福尔摩斯低了低头,示意玛丽继续说了下去。
得到首肯后玛丽继续说道:“假设他们两个人事先认识,且是同伙的话,那一个推荐宾利先生更换供货商,另一个又教唆他人去偷合同,他们的动机就冲突了。所以在我看来,他们应该不是事先认识的,或者事先认识,但是目的不同。”
“你并没有证据。”
“是的,这都是我的猜测,”玛丽如实回答,“我还没有想通其中关键,因为这两个假设,能够导致截然不同的两个结果。”
若是事先并不相识,那么卡特上尉偷合同不成,又去秘密会见推荐更换供货商的工厂主,如此看来……倒像是在阻止宾利先生和他的合伙人们更换棉花商了。

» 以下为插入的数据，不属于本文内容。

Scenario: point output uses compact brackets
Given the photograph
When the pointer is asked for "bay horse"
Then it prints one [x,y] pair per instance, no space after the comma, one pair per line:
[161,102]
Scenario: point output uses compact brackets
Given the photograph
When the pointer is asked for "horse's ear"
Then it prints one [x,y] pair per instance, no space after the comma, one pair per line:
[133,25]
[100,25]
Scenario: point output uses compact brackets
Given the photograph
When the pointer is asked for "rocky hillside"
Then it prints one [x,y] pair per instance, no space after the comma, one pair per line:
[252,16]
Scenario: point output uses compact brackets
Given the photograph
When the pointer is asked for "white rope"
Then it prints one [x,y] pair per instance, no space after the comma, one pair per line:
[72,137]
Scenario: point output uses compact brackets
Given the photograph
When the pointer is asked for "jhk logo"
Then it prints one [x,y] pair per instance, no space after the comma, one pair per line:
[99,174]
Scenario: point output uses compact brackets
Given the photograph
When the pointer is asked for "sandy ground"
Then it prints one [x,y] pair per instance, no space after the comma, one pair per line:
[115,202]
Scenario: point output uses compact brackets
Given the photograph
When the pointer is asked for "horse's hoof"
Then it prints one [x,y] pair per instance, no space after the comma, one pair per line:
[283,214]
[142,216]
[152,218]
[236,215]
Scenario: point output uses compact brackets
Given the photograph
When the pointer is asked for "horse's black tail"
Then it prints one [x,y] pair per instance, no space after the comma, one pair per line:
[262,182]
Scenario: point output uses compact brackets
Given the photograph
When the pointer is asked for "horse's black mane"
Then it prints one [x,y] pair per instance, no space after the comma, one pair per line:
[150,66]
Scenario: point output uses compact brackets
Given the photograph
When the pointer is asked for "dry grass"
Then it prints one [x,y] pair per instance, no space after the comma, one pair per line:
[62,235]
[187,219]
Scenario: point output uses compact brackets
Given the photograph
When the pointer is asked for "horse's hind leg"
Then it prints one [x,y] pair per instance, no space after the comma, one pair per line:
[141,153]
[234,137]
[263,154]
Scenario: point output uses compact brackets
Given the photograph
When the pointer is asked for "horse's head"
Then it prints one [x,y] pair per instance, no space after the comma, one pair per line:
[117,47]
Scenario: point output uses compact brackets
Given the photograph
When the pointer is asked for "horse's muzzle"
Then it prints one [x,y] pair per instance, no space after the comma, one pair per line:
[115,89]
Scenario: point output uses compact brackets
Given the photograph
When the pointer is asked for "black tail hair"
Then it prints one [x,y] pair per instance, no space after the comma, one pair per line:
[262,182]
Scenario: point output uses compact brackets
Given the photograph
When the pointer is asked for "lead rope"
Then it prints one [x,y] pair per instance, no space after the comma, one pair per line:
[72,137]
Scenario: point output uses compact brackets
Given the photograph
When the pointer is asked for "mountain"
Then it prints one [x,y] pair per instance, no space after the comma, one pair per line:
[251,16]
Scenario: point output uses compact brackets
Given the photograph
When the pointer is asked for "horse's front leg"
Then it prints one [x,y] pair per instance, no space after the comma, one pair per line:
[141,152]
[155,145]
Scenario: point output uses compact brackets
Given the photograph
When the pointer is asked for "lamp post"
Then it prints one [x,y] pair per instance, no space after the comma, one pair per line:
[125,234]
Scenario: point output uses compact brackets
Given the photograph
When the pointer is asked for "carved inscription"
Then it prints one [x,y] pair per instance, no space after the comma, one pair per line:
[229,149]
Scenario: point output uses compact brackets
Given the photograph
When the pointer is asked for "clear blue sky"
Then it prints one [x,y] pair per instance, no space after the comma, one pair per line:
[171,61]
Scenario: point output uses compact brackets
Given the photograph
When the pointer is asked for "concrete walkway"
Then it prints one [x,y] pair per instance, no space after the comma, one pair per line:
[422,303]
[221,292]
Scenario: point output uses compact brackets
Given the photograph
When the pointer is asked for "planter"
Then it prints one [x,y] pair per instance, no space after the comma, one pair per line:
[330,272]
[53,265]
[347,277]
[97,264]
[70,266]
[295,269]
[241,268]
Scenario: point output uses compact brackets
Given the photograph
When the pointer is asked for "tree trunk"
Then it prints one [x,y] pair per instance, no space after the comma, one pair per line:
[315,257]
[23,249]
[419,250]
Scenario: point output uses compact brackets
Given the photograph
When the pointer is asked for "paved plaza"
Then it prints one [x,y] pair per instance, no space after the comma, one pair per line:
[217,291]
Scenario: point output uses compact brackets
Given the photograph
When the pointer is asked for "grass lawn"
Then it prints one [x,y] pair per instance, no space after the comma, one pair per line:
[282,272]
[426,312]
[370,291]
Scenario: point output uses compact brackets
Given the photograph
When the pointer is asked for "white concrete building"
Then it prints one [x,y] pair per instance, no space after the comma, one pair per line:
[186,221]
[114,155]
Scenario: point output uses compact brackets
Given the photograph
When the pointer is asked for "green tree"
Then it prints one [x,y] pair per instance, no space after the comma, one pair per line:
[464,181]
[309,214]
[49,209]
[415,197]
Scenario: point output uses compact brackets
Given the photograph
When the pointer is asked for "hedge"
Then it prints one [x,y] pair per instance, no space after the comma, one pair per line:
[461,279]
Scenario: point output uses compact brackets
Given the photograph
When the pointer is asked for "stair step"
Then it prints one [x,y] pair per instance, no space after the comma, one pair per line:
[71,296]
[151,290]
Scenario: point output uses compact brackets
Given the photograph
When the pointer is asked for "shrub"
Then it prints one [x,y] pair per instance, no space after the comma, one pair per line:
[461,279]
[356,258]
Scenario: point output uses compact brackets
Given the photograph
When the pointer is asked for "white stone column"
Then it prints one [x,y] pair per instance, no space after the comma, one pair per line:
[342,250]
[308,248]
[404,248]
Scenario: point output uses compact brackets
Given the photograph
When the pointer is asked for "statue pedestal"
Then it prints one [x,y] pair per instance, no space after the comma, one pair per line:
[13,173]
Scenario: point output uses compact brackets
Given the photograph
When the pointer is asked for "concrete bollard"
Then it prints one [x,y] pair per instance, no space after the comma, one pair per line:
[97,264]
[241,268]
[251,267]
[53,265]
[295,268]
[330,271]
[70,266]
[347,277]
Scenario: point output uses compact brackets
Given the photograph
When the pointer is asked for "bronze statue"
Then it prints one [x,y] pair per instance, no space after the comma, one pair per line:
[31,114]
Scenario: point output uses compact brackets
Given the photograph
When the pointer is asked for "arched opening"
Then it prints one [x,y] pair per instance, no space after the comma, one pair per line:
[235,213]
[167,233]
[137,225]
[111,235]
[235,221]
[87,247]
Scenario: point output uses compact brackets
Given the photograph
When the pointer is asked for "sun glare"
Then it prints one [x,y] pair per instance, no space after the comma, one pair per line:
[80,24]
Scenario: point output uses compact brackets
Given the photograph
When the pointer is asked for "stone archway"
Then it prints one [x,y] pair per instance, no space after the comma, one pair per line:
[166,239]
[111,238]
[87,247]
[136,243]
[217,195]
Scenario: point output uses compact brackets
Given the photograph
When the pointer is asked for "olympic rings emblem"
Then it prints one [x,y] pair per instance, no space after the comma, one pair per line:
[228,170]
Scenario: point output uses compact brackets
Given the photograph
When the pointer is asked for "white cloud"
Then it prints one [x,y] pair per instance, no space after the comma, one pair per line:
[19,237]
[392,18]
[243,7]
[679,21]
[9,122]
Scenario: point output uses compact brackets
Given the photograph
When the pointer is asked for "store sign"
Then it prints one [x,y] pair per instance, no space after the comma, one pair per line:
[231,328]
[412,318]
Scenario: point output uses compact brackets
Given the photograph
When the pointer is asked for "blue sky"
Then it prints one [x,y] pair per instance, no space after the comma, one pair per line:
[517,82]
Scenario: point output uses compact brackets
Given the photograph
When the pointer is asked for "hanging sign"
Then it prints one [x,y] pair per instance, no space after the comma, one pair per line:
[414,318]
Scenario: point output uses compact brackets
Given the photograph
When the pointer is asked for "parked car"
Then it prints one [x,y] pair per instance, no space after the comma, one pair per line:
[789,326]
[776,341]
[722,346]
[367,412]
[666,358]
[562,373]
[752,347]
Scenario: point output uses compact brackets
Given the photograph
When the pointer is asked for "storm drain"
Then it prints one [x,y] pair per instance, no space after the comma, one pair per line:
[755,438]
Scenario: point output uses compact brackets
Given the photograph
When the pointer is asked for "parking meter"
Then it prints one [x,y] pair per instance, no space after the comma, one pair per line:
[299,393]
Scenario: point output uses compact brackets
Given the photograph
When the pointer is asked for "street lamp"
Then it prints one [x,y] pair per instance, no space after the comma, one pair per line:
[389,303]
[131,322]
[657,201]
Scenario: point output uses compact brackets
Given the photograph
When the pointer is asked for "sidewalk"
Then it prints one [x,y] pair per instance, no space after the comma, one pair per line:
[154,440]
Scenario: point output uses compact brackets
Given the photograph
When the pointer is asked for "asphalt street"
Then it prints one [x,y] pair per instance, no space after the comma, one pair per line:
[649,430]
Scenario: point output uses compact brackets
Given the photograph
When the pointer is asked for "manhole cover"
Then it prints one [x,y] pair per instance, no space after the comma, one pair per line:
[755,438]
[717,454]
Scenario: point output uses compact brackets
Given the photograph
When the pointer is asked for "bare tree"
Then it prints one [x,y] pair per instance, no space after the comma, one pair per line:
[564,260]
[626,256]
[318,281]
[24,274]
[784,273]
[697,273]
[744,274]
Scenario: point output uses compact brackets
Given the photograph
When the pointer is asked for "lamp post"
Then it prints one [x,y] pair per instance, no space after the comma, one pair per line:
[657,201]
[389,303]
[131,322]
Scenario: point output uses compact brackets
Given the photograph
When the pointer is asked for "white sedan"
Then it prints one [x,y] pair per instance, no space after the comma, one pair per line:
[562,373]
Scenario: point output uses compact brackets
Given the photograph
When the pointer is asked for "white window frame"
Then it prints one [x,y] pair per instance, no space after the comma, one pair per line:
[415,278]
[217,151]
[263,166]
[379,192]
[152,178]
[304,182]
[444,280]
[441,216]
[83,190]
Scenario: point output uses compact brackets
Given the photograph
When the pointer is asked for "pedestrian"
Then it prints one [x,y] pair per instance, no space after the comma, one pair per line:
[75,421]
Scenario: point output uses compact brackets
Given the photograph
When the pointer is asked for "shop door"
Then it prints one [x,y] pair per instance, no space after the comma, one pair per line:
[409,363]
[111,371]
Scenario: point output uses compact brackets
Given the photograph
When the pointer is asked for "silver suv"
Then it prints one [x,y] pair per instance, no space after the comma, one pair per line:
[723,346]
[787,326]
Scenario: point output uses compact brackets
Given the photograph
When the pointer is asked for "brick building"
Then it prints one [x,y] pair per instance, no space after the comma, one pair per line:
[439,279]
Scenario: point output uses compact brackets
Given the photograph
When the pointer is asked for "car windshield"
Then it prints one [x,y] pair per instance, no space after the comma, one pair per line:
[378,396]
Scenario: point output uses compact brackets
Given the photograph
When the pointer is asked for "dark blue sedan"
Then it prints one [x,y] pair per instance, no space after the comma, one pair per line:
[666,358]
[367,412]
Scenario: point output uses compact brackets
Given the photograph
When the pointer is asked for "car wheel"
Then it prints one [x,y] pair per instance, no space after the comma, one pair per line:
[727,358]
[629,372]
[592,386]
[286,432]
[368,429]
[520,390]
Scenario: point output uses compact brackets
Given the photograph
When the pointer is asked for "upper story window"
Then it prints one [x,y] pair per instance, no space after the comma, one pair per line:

若是事先认识,但目的不同,先是推荐宾利先生更换棉花供货商,后见他不签合同又派人去偷,这番行为就颇有毁灭证据的意味。
玛丽思来想去,实在是想不出哪个可能性更大一些。
“我认为,”她只得说道,“找到了被辞退的那名工人,说不定会有有用的线索确认可能性。”
福尔摩斯先生点了点头:“正是如此。”
他话不多,但一个点头足以玛丽放下心来。看来她还是能跟得上侦探先生思路的嘛!
“那么,你知道那位工人在哪儿吗,先生?”玛丽欣然问道。
“跟我来。”
他带着玛丽拐进了一条长长的室内巷子里。
周遭人来人往,玛丽与不少穿着旧衣服的行人擦肩而过。头顶被漆黑的天花板遮住,光线和冷风散去大半,空气中弥漫着煤油和空气不太流通的气味,让玛丽缓了半天,才适应过来。
紧接着,她就听到了某个房间里传来了欢快的歌声。
是一众人,有男有女,大家同时围着一张桌子,互不嫌隙,纷纷举杯欢唱。像是一天的工作结束之后,正在享受难得的闲暇时光。
歇洛克·福尔摩斯径直推门走了进来。
“打扰了,先生小姐们。”
他摘下了破旧的帽子,径直开口:“请问亨利·戴克在吗?”
念出亨利·戴克的名字,整个室内陷入了一片静默之中。片刻之后,距离福尔摩斯先生最近的一名男士站了起来:“你找他做什么?”
玛丽微微睁大了眼睛。
这个口音,是爱尔兰人。
维多利亚时期的爱尔兰发生了一场可怕的大饥荒,当地人赖以生存的马铃薯大量减产,导致众多爱尔兰人选择逃离家乡。
严格来说,造成饥荒的根本原因仍然是资产阶级的剥削掠夺。克伦威尔将爱尔兰纳入英国国土后,英国的贵族们实施了大量的土地兼并,导致农民没有地可以种,只能用便宜且多产的马铃薯维持生活。
而现在,饥荒已经过去了,大部分的爱尔兰人远渡海洋,到了美利坚。也有一部分来到了伦敦,他们的劳动力远比伦敦本土的工人要低廉,也因此颇受敌意,生活条件也更差。
福尔摩斯先生可没说过,被汉普先生开除的工人是名爱尔兰人。
“我们想要帮助他。”玛丽清了清嗓子,认真开口。
开口问话的青年一哂。
昏暗的房间里玛丽看不到他的神情,却也知道此时的青年一定满脸不屑。